В тот день во мне сидел скептик.

Рядом с чернильницей стояла бронзовая пепельница-избушка. Я приподнял крышку домика и спросил:

– У вас курят? Сикорский кивнул.

– Любопытные вещи делали наши предки, – заметил я, пощелкав ногтем по домику-пепельнице. – Почему вы их не экспонируете?

– Не имеют художественной ценности. Ширпотреб. Не думаю, что наши потомки станут экспонировать в своих музеях пластмассовые мыльницы или футляры от безопасных бритв.
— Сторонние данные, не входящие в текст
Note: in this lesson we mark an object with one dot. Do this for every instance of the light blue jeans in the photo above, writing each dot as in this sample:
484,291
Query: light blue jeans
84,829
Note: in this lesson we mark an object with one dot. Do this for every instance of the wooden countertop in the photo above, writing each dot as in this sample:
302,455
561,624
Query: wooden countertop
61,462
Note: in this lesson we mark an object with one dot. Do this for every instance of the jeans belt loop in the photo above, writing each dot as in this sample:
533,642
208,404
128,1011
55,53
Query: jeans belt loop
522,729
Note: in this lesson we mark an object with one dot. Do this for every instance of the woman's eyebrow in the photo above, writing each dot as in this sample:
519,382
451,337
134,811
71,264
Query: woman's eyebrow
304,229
– Но в них может быть и иная ценность. Старинные вещи передают колорит эпохи…

– Для колорита хватает того, что экспонируется. Музей – это система, а не склад антикварных вещей. Плохая или хорошая, но система. – Он вздохнул, словно сожалея о чем-то, и, хлопнув ящиком стола, вытащил пачку сигарет. – Да, система, – повторил он. – А я вот собирался бросить курить…

И спросил, как бы мимоходом:

– С чего это вы вдруг заинтересовались технологией музейного дела?

– Да так, к слову пришлось, – сказал я. – Любопытство профана. Ну и еще… Старичка одного вспомнил. Сидел тут на вашем месте лет двадцать пять назад старичок боровичок с бородкой клинышком. Я у него в «друзьях музея» по ошибке числился. У него какая-то другая система была. Он, разумеется, не верил в первородный грех: прикрыл его покрывалом побелки. Замазал, так сказать, Евино преступление, окутал его меловым туманом, скрыл от глаз общественности. Действовал он, безусловно, из лучших побуждений.